Dalam cita-cita misalnya, sebuah dukungan yang betapapun
besarnya, tidaklah akan dapat mengganti peranan orang yang
mempunyai cita-cita itu sendiri. Dukungan, paling banyak, hanya
mempunyai fungsi subsidair, peranan penyokong dan pembantu.
Mahasiswa manapun pasti berpengalaman, bahwa dengan dukungan
seluruh keluarga, dan dengan dorongan semua teman-temannya,
tugas skripsinya tak bakal selesai, kalau dia sendiri tak mulai
mengangkat kertas dan pensil lalu menuliskan rencana skripsinya.
Di sini menjadi menarik bahwa terhadap suatu dukungan, selalu
harus pula disiapkan sebuah reserve, yakni reserve bahwa
dukungan tak dapat mengganti peranan, kekuatan dan disposisi
dari yang didukung itu sendiri.
Dengan demikian, mendukung seseorang yang tak cukup tinggi
intelligensinya untuk mencapai tingkat Ph.D. dalam studi formil,
adalah perbuatan yang sia-sia belaka. Di sinilah bisa nampak
reserve yang kedua, yakni reserve bahwa suatu dukungan akan
berguna dan efektif, bilamana yang didukung itu cukup memenuhi
persyaratan untuk mendapat dukungan. Antara dukungan dan yang
didukung terjalin suatu hubungan fungsionil yang eratnya
sedemikian rupa, sehingga memaksakan suatu dukungan kepada
sesuatu yang tak patut didukung sebetulnya tak lain dari usaha
yang mubazir.
Karena itulah bisa saja tlmbul sebuah pertanyaan filosofis
seperti lingkaran setan: apakah seseorang menjadi kuat karena
mendapat dukungan atau dia justru menarik dukungan, karena dari
sendirinya sudah kuat dan dapat menjadi tumpuan harapan dan
rasa-aman banyak orang? Mao atau Ho Chi Minh menjadi kuat karena
kebetulan mendapat dukungan luas, ataukah keduanya justru
mendapat dukungan, karena merekalah orang-kuat yang patut
menjadi andalan?
Menjawab pertanyaan itu kiranya bukanlah maksud tulisan ini.

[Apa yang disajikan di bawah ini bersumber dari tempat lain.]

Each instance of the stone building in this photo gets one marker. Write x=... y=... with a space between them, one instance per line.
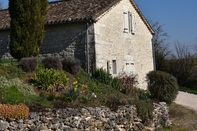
x=109 y=34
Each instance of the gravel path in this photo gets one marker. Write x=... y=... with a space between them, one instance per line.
x=187 y=99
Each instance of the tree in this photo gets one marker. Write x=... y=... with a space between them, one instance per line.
x=27 y=26
x=161 y=49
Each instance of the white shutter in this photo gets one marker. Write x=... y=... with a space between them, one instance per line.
x=132 y=22
x=126 y=22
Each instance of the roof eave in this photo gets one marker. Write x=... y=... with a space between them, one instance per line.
x=142 y=17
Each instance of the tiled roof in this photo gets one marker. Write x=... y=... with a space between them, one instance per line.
x=72 y=11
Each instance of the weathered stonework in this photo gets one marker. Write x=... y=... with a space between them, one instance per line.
x=100 y=43
x=88 y=119
x=111 y=43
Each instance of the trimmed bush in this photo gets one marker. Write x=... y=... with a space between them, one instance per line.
x=129 y=84
x=28 y=64
x=52 y=62
x=144 y=94
x=71 y=65
x=50 y=79
x=144 y=109
x=102 y=76
x=21 y=86
x=162 y=86
x=11 y=112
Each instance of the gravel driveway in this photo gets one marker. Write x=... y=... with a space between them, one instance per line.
x=187 y=99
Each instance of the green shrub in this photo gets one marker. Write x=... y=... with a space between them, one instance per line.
x=129 y=84
x=12 y=95
x=71 y=65
x=52 y=62
x=50 y=79
x=25 y=88
x=144 y=109
x=71 y=95
x=10 y=70
x=102 y=76
x=28 y=64
x=11 y=112
x=162 y=86
x=144 y=94
x=51 y=97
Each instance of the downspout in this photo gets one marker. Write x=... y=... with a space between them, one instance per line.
x=154 y=59
x=87 y=48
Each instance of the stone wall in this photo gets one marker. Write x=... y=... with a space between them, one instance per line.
x=112 y=43
x=88 y=119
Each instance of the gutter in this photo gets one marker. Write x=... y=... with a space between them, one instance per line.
x=87 y=48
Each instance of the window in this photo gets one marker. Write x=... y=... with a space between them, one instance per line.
x=129 y=22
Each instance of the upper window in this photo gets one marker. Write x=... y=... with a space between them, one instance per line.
x=129 y=22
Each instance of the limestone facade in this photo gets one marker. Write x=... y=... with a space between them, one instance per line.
x=123 y=49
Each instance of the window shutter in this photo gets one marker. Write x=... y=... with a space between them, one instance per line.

Yang hendak dikatakan hanyalah bahwa atas dasar hubungan
fungsionil antara dukungan dan yang didukung, maka sebuah
dukungan, agar supaya efektif, haruslah mempunyai suatu
rasionalitas. Berarti yang didukung semustinya sanggup memberi
alasan dan sebab mengapa dukungan diberikan kepadanya.
Bila dukungan hanya berfungsi subsidiair dan berperanan
penyokong, maka besarnya dukungan akan berbanding lurus dengan
tingkat integritas orang yang didukung, sedangkan kebutuhan akan
adanya dukungan akan berbanding terbalik dengan kuat-lemahnya
disposisi orang yang didukung.
Secara praktis itu berarti, ketika Yulius Caesar kembali dari
perang Gallia, maka dia adalah orang kuat yang mendapat dukungan
nyaris penuh dari warga Roma. Akan tetapi ketika dia mulai
membujuk Brutus dan Gaius Cassius Longinus supaya memberi
dukungan kepadanya, maka gelagatnya jelas bahwa Caesar bukan
lagi Sang Mahakuasa, yang tak pernah ragu tentang kedudukannya.
Tetapi, sebelum terlambat, sebuah pertanyaan masih perlu
diajukan: apa gerangan sebetulnya dukungan? Ada kebiJaksanaan
yang diwariskan Napoleon: orang hanya bisa bersandar pada sebuah
batu yang mempunyai arah gerak yang berlawanan. Dengan arah
gerakan yang searah, orang yang bersandar dan batu sandaran akan
sama-sama terguhng ke perut lembah atau lereng bukit.